Как правило, такие выдачи были единовременными, но иногда они превращались в постоянные «пенсионы», как 500 рублей генералу Л. Г. Гессен-Гомбургскому и 5 тысяч — Миниху. Одним деньги давались безвозмездно — на лечение, «за проезд за моря», «для удовольствия экипажу» или без всяких объяснений; другим — только в долг, как 5 тысяч рублей Артемию Волынскому и 8 тысяч камер-юнкеру Алексею Пушкину. Появились особые нормы выдач — на приданое фрейлинам или подарки на крестины, в которых первые вельможи государства были «уравнены» с гвардейскими офицерами и придворными «служителями»: все получали по 50—100 червонных.

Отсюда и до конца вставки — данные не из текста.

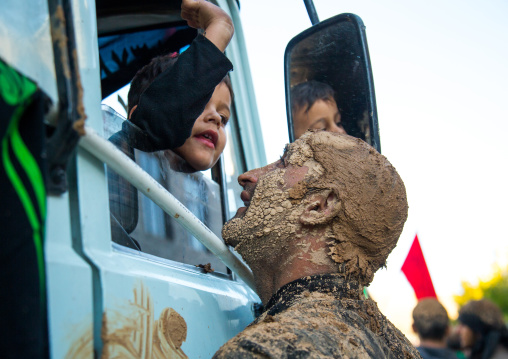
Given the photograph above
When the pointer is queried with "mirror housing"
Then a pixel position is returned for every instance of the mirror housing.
(335, 52)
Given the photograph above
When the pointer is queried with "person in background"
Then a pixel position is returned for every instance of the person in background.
(483, 332)
(431, 324)
(314, 108)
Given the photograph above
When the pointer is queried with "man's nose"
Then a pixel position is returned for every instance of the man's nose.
(247, 177)
(336, 128)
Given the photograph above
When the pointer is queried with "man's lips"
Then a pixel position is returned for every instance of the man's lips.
(245, 197)
(208, 138)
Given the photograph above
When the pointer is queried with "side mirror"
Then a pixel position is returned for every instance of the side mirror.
(335, 52)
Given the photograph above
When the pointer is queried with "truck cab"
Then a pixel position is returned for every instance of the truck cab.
(131, 281)
(126, 259)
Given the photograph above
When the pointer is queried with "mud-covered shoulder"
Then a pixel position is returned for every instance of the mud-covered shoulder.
(321, 326)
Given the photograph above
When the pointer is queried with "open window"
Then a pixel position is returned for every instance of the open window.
(137, 222)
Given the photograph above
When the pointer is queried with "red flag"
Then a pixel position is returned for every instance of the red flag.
(417, 273)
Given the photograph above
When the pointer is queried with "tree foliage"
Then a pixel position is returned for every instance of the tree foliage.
(494, 287)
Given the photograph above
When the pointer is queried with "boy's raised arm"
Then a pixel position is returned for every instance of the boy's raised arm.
(218, 26)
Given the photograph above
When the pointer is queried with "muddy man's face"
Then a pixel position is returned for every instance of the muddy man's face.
(271, 196)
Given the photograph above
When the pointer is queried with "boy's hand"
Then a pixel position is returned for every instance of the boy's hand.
(201, 14)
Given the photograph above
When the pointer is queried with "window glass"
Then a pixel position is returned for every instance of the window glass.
(137, 222)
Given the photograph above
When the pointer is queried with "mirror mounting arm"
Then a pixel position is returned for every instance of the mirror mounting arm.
(311, 10)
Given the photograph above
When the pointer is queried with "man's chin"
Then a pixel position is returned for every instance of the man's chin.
(232, 228)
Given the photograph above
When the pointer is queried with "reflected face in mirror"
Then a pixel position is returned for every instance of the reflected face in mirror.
(314, 108)
(323, 115)
(332, 53)
(208, 138)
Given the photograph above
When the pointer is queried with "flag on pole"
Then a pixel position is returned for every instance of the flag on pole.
(416, 271)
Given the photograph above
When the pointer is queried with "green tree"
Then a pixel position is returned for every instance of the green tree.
(494, 287)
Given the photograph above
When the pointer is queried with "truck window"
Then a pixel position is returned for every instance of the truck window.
(137, 222)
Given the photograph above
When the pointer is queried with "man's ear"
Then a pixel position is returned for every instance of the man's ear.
(322, 208)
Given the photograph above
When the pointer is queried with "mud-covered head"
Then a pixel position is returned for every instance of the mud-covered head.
(374, 204)
(430, 319)
(326, 184)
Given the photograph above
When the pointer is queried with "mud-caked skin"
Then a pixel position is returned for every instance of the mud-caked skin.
(316, 226)
(320, 316)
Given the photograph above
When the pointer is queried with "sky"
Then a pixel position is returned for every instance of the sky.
(440, 75)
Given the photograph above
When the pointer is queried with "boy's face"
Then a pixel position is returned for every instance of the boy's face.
(208, 137)
(322, 115)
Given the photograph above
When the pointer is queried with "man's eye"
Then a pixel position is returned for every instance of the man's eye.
(283, 158)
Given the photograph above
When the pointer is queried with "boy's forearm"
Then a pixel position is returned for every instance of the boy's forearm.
(220, 33)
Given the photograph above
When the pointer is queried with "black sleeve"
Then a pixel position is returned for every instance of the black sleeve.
(169, 107)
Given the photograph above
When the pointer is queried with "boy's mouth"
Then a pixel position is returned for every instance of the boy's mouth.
(208, 138)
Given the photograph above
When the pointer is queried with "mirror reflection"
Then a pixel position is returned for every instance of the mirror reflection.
(329, 81)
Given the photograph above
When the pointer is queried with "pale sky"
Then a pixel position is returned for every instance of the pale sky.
(441, 76)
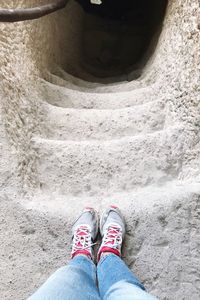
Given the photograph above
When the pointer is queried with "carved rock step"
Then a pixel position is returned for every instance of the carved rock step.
(65, 97)
(83, 124)
(97, 88)
(122, 85)
(106, 167)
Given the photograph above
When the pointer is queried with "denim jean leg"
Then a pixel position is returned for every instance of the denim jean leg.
(75, 281)
(115, 278)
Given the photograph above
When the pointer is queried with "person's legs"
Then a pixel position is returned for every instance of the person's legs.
(77, 280)
(116, 281)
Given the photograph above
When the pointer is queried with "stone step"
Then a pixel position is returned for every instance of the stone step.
(62, 79)
(90, 167)
(65, 97)
(84, 124)
(110, 84)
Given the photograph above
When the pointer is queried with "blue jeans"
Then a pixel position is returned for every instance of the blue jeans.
(82, 280)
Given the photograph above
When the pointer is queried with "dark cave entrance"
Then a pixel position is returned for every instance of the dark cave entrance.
(119, 36)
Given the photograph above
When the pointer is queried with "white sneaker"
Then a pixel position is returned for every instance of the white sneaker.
(112, 229)
(84, 232)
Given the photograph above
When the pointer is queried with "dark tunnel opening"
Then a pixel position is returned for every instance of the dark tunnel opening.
(119, 36)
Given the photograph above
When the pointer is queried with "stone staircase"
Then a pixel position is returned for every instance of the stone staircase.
(113, 143)
(103, 142)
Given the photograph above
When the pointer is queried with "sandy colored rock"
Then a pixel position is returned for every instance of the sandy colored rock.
(69, 139)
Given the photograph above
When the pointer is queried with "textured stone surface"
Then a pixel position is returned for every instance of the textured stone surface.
(67, 142)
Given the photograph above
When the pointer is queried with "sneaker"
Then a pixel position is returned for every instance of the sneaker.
(112, 229)
(84, 232)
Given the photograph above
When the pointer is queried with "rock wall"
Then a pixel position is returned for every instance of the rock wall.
(66, 142)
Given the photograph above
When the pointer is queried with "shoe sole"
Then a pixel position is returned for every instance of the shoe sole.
(105, 215)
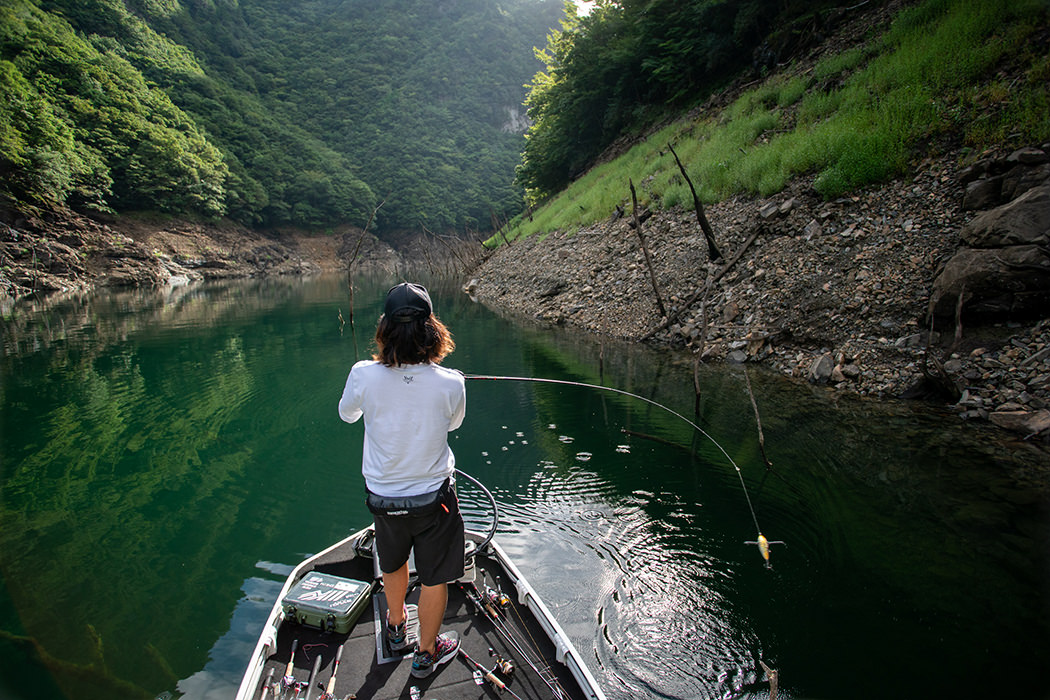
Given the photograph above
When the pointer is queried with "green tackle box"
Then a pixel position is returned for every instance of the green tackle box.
(327, 602)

Выдавались деньги (по 200–300 рублей) и гвардейским офицерам; суммы, конечно, были меньше по сравнению с подарками знатным особам, но, впрочем, сопоставимы с офицерским годовым жалованьем. Столько же получали из рук Анны архитектор Д. Трезини и знаменитый шут Иван Балакирев, а художник Луи Каравакк довольствовался 100 рублями. Иногда счастливцам выпадали и неожиданные подарки. Так, однажды улыбнулось счастье гвардии поручику Петру Ханыкову, который за неизвестные заслуги получил на двоих с гоф-юнкером Симоновым в 1736 году полторы тысячи рублей.
Не забывала Анна Иоанновна и незнатных, но близких слуг. Придворная дама Анна Юшкова получила как-то тысячу рублей, духовнику императрицы отцу Варлааму полагалось 500 рублей. «Матера безножка» получала по 100 рублей, карлицы Аннушка и Наташка — по 50; далее ведомости называют прочий специфический дамский штат императрицы — «бабу Материну», «горбушку», «Катерину персиянку», безымянных «поповну», «посадскую», «калмычку», которым выплачивали по 15–20 рублей.[159]

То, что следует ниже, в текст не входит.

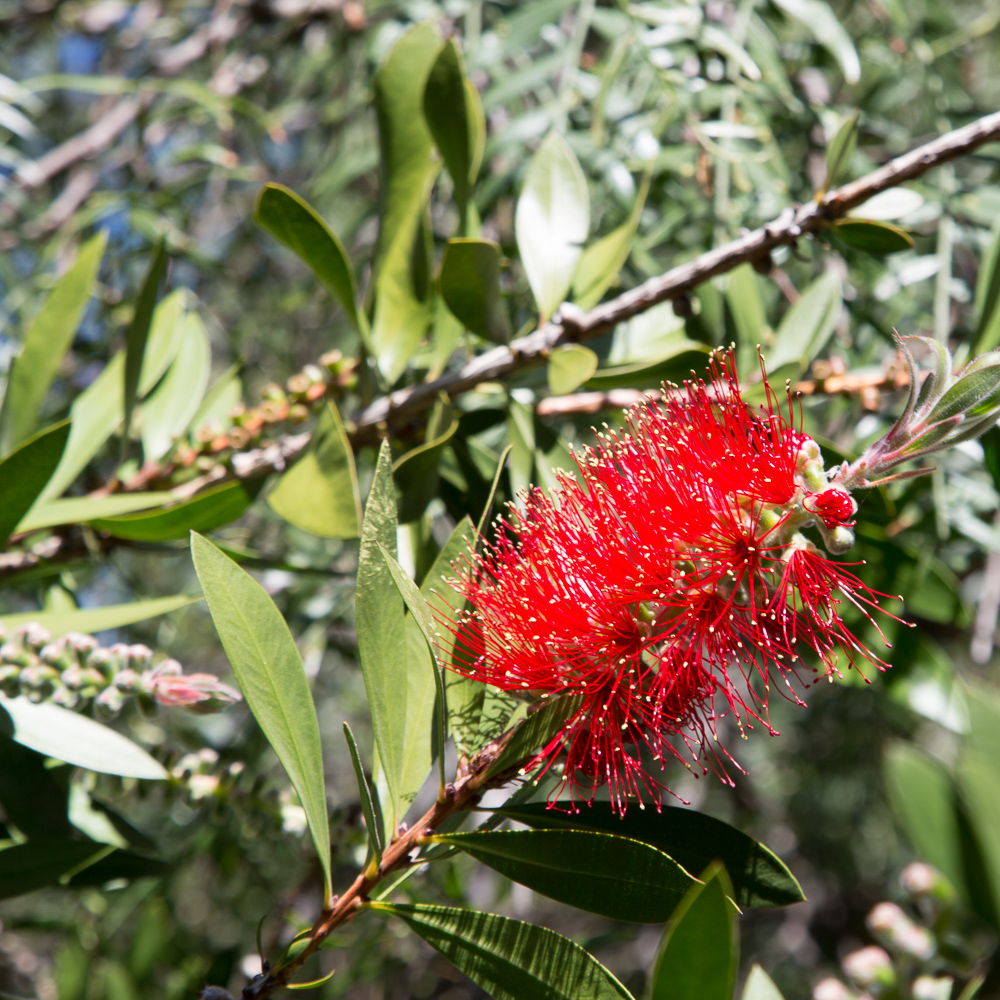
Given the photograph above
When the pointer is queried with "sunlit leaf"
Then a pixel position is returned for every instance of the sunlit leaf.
(552, 222)
(46, 341)
(614, 876)
(509, 959)
(319, 493)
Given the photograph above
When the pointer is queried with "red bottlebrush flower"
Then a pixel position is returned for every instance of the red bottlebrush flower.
(666, 584)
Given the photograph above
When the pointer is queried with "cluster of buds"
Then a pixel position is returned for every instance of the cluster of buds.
(917, 956)
(75, 671)
(943, 409)
(249, 426)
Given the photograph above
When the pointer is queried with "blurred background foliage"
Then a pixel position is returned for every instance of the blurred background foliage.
(691, 122)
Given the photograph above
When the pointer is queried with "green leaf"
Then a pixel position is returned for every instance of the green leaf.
(167, 412)
(403, 306)
(509, 959)
(535, 733)
(923, 798)
(470, 286)
(692, 839)
(269, 670)
(205, 512)
(320, 492)
(416, 475)
(137, 334)
(987, 297)
(700, 951)
(25, 472)
(569, 367)
(40, 863)
(77, 510)
(840, 151)
(98, 410)
(448, 118)
(48, 338)
(551, 222)
(619, 878)
(818, 17)
(760, 987)
(365, 794)
(75, 739)
(807, 325)
(97, 619)
(382, 638)
(297, 225)
(873, 236)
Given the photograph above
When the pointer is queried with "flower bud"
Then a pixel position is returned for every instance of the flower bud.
(890, 925)
(931, 988)
(870, 969)
(832, 989)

За девять лет (1731–1739), по нашим подсчетам, эти расходы Анны составили 898 312 рублей, то есть примерно по 100 тысяч в год. Точную же сумму назвать едва ли возможно, поскольку Анна не стесняла себя рамками «комнатных» доходов и порой приказывала выдать деньги из Штатс-конторы (как, например, пять тысяч рублей дипломату Карлу Бреверну в 1740 году) или из любого другого места. Как мы показали в предыдущей главе, из этого источника шли выдачи Бирону, а затем — всем последующим фаворитам.Все эти выплаты привязывали их получателей к властной «хозяйке», тем более что они иногда превосходили их служебные оклады. Последние также были весьма различными, так как в 30-х годах XVIII столетия получила распространение практика назначения высоких персональных окладов, называемых «иноземческими» и «другим не в образец». Придворные раздачи служили тем самым пряником для привлечения к трону верхушки «шляхетства», которая его непосредственно окружала и могла представлять хоть какую-то опасность для режима. Но к прянику непременно полагался кнут.

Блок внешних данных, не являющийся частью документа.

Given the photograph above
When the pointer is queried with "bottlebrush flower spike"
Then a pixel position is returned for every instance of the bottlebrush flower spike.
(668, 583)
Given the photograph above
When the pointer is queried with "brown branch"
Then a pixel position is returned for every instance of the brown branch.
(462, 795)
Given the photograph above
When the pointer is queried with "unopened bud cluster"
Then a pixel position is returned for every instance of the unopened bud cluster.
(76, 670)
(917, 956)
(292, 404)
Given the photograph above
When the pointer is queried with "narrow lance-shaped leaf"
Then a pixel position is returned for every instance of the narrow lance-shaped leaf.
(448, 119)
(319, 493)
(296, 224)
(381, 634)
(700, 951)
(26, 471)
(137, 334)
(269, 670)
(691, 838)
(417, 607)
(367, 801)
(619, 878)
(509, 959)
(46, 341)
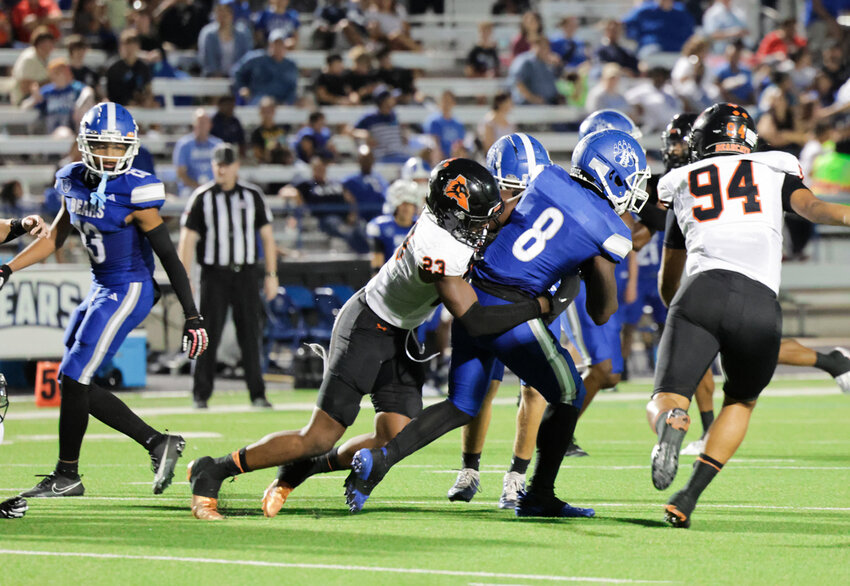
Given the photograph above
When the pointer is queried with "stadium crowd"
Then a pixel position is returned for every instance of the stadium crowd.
(661, 57)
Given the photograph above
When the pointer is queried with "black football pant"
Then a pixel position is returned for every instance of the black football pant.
(238, 289)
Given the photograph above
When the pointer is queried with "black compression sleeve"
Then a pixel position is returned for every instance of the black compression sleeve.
(164, 249)
(15, 229)
(496, 319)
(652, 217)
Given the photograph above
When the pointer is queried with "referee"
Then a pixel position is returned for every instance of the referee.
(221, 222)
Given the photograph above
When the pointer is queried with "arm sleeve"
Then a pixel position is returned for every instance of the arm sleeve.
(164, 249)
(673, 237)
(791, 184)
(496, 319)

Кому не доводилось слышать или читать про знаменитую Тайную розыскных дел канцелярию, как называлось это учреждение при Анне Иоанновне и Елизавете Петровне, где велись дела по не менее известному «слову и делу». «Повсюду рыскали шпионы, ложные доносы губили любого, кто попадал в стены Тайной канцелярии. Тысячи людей гибли от жесточайших пыток» — подобные оценки ее деятельности в эпоху пресловутой «бироновщины» можно встретить в десятках книг. И читатель им верит: для нашей социальной памяти массовый террор государства против своих подданных представляется делом естественным не только для недавнего прошлого.